# New ranch in Wyoming



## wyogal

I inherited a ranch of my grandparents in Wyoming. They sold all the livestock a couple years back when they retired. Now I really want to get it going again. They had cows, sheep and pigs. There is 160 acres and 100 acres of that is irrigated for hay. Also the ranch is right on the river and has a canal for irrigation. Any ideas of how many cows and sheep I could run would be a great help. Looking at doing a cow calf operation.


----------



## havasu

I can't help you on what you would need but I'd sure like to see some pictures of the ranch!


----------



## RanchWife

Talk to your neighboring ranches in the area, they should be able to tell you what they have had good luck running.


www.calving2014.wordpress.com


----------



## ethan

The rool of thum is ideally 5-10 acers ahead but if you won't to feed more then you can halve more but if you feed al year around then you can halve all you won't but think profet just think haw long it wuld take 1 caw to eat an acer and go from there if you halve a qweshtion you can also call me 541-741-8591 I hope to talk to you soon


----------



## ethan

Sorry rong number 541-740-8591


----------



## Dion

What part of Wyoming are you in? It does seem to require more acres of grazing land per head up there. The sheep seem to be very profitable. I helped my friends when I lived in Wyoming occasionally. They ran a Rambouillet x Hamp/Suffolk cross variety and seemed to do very well.
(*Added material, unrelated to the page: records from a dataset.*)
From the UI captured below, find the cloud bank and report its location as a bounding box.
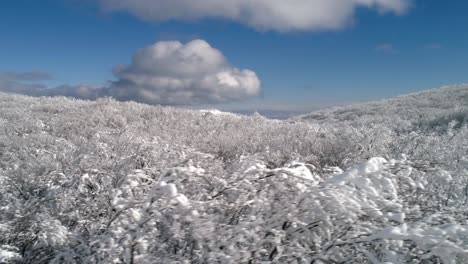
[109,39,260,105]
[100,0,412,32]
[0,39,261,105]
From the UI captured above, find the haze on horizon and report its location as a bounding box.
[0,0,468,113]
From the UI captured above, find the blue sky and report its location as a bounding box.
[0,0,468,110]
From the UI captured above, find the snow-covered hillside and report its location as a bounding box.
[0,86,468,264]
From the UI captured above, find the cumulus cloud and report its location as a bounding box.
[375,43,398,54]
[100,0,412,31]
[108,39,260,105]
[0,39,261,105]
They also had a few head of cattle, but you need more specialized and heavier equipment or knowledgeable manpower to handle many cattle. Cattle give you less cause to worry than sheep, but sheep have a quicker financial return than cattle. A good Great Pyrenees dog is worth it's weight in gold. What they had was successful. So I would say run both species of cattle and sheep. I would start with maybe two or three head of bred cows and five head of sheep ( a ram and four ewes) and see how you make it through the first year (the real test up there is making it through two winters). Knowing the volatility of the hog market and the cost of feed and feed conversion factors, I wouldn't recommend raising hogs up there except for your personal consumption. And the only reason I would do that is so I would know what that hog had been fed. If you can find a good source of butcher hogs I wouldn't raise a hog. I am assuming you will confine your animal husbandry efforts to the 60 acres not committed to irrigated hay. Irrigation is a big deal in Wyoming. Water rights conflicts are serious business so maximize your irrigation production. Wait till you produce some calves and see how your grazing is supporting your cattle before you buy a bull. You can ask someone for help with artificial insemination or possibly find a nice neighbor that will let you use their bull. You will need to have good quality cows though.


----------



## Markwright

Perhaps pick up some close lease grazing if possible.
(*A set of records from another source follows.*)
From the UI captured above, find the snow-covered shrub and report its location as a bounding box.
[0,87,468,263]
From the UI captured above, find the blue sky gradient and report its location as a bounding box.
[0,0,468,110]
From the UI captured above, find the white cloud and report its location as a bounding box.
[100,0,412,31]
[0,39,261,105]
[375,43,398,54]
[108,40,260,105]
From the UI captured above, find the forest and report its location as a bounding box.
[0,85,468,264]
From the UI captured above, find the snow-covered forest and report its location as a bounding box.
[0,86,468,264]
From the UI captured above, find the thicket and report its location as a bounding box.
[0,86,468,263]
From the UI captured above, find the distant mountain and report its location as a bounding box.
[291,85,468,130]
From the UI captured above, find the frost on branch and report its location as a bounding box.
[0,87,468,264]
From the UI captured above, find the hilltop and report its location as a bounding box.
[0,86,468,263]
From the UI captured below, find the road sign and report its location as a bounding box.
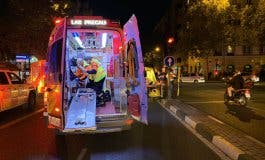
[164,56,175,67]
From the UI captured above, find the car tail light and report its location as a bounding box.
[245,90,250,98]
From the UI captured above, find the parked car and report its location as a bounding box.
[241,72,259,83]
[180,73,205,83]
[0,69,36,112]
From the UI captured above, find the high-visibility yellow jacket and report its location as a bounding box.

sounds like a great irrigated hay base.

I figure you can easy run 30 cows now ( and save heifers over ) by running some over lap grazing off the hay acres.

just never know...if you could winter out on a close lease, then graze In during the summer ( forget haying it...graze it ) your deal could run say 200 cows.

go with some New Zealand style rotations etc..

it's generally cheaper to buy hay or cake than putting it up, btw.

what part of Wyo you talkin?


----------